Friday, August 20, 2010

Lover's Scorn

OK, let's get this out of the way; I am adding a new commandment to my blog: Thou shalt never mention Brett Farve again. If I have to acknowledge from henceforth he will be referred to as "He-Who-Must-Not-Be-Named". Anyone who mentions "You-Know-Who" by name will be subject to arrest and punishment.

Now that we have taken care of one egotistical, narcissistic, attention starved, and slightly neurotic athlete, let's talk about another (jk, I love LeBron, lol). Because this was a relatively
low-key story, I feel it is my responsibility as a journalist to look at it from every angle, dig up every detail and be more unbiased than Bill O' Reilly is with Barack Obama (seriously, this is a big story, how could no one have covered or discussed this). Anywho, LeBron jolted his dried up ex-team, the Cleveland Cavaliers, for his new, sexy team, the Miami Heat. LeBron saw a greater opportunity and took it; no one should blame him for it. LeBron joins Chris Bosh and Dwyane Wade to form the most powerful trio since the Father, the Son and the Holy Ghost (I hereby christen these guys the Justice League! Great moniker, right!?).

But, as in all relationships, there is the break-uper and the break-upee. The Cleveland Cavaliers were the break-upee (as evidenced by this letter from Cavs owner Dan Gilbert, you can practically smell the tears and the vodka). In a recent interview with GQ, LeBron finally responded to said letter, "I don't think he ever cared about LeBron." I give LeBron extra points for referring to himself in the third person (He's like Lord Voldermort; he refers to himself in the third person, and he is better than the rest of us). However, LeBron is wrong; Dan Gilbert loved LeBron. He needed LeBron; it's like getting hit with divorce papers after 40 years of marriage. Dan became a shut in, he did not like going out, and he took his partner for granted; meanwhile LeBron stayed in shape, stayed in-tune with pop culture (thanks to my blog) and finally got tired of his loyality being assumed. To save a doomed marriage, Dan allowed him to stay out all hours of the night, come home when he felt like it, and even made sure his dinner was ready when he finally came home from with lipstick on his collar and a missing tie (ok, I am taking this a little too far).

Dan believes if he can't have LeBron, no one can! He cried, yelled, cursed; heck, the only thing he did not do is set himself on fire like the Roman wives when their husbands died (he did beg, this guy is an accurate re-enactment of Dan Gilbert). I am sorry to break it to Dan but...LeBron has found someone else; someone younger, better looking, and dude, let's face it, it's South Beach (you can frown if they want but tell me if you want to live in a city nicknamed, "The Mistake By the Lake")! So Dan, if you are reading this (I know you are) listen: You have to let LeBron go; I know it's hard. Who knows, maybe you will luck up and find someone who likes you for you (not likely but hey, hope springs eternal). Maybe after you put down the Jack Daniels and Orange Juice, you will realize this break-up was for the best. You will get back in shape, start dating again and maybe even come face-to-face with LeBron and talk about the good times. But, until then, stay strong!

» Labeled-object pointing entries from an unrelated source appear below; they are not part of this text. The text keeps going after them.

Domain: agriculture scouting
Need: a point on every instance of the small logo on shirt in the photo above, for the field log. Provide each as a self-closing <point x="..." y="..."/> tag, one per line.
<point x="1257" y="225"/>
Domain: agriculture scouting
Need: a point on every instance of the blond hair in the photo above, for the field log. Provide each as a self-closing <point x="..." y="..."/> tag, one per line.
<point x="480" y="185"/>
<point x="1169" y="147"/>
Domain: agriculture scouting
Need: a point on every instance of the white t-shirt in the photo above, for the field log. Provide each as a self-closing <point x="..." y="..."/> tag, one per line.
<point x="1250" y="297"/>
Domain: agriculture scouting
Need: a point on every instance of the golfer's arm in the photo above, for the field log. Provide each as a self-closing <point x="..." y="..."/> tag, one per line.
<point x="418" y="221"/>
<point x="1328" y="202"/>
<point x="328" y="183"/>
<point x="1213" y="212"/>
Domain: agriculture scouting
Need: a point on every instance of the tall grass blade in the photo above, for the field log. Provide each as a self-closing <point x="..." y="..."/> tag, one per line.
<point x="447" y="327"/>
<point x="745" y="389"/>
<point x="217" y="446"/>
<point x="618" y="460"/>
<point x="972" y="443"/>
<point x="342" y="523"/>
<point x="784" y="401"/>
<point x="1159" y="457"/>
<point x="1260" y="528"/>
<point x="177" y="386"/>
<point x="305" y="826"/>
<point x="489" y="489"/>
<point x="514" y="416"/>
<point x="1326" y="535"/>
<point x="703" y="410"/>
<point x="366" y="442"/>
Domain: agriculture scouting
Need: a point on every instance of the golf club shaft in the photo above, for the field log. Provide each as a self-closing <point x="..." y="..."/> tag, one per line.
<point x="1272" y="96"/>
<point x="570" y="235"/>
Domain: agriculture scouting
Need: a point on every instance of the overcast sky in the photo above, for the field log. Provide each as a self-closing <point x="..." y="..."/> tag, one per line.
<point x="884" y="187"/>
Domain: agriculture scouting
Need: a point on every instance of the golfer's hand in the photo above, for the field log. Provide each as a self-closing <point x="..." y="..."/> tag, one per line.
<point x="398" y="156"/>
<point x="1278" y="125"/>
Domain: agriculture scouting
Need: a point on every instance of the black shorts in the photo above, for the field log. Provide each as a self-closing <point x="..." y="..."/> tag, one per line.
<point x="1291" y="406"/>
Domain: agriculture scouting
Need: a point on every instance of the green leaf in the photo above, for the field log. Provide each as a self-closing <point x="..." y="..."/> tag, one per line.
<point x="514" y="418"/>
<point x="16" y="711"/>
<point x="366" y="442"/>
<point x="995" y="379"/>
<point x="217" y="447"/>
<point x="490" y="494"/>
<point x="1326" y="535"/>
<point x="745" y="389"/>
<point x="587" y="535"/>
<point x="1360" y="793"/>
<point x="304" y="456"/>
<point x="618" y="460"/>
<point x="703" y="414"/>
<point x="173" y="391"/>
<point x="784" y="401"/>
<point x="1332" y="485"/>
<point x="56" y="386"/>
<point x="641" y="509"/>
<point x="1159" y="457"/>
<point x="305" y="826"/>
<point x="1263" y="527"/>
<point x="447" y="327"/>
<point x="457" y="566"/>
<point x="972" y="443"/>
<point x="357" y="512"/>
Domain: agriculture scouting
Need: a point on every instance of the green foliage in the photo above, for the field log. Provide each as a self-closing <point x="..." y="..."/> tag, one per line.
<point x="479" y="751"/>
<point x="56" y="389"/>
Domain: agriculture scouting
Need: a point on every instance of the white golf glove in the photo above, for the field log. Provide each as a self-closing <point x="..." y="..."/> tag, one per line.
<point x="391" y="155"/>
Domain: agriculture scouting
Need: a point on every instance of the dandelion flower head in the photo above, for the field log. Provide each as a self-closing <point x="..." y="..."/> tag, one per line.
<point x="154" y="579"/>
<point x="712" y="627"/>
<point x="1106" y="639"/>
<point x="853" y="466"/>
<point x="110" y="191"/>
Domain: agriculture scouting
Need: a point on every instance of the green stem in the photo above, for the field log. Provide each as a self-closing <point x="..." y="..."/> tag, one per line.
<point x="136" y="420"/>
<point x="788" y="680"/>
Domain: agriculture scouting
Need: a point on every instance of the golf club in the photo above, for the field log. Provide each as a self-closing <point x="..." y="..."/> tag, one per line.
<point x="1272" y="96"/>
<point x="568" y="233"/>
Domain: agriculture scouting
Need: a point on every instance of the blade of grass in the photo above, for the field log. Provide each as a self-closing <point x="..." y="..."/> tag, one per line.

Wednesday, August 11, 2010

I'm Back!!!!

Hi everybody! I know, I know, it's been too long! I stopped writing without any explanation but I assure you this blog was not canceled (this blog is critically acclaimed; though that did not save Arrested Development) but fear not; for I am back and better than ever. It has been brought to my attention that I broke one of my ten commandments but believe me when I say I will never break them again(I have given myself one hundred lashes; they were very painful and it just stopped hurting to sit down).

So, the one-trillion dollar question: Donte', how was your summer? Well, I saw the majestic black dolphins of Quahog, I traveled to Colorado and learned how to rap in Spanish, I planted an idea in the mind of a prominent basketball player (I even met this guy), and last but not least I wrote a book but that was nothing compared to everything else. I guess the next question is: How did I pay for all of these trips? Well...(I am not proud of myself; I got a chest contusion after too many chest bumps) but that's neither here nor now, the important part is that my summer was awesome (though I will never be able to bro-out ever again)!

So, for all the sports blogs that have started up in my absence and thought I would not come back, I am telling you to CEASE AND DESIST (That's right, I just used all caps). This is your only warning: If you continue I am coming after you, Michael Corleone style (that was a bit extreme, I take it back...kinda)! I am serious when it comes to my return; I'm hungrier than Mike Tyson after eating his opponents children and angrier than a Mel Gibson voicemail. I'm focused and ready to give the bloggersphere the unfiltered truth (well, as much as humanly possible). There's nothing else to say...I'm back!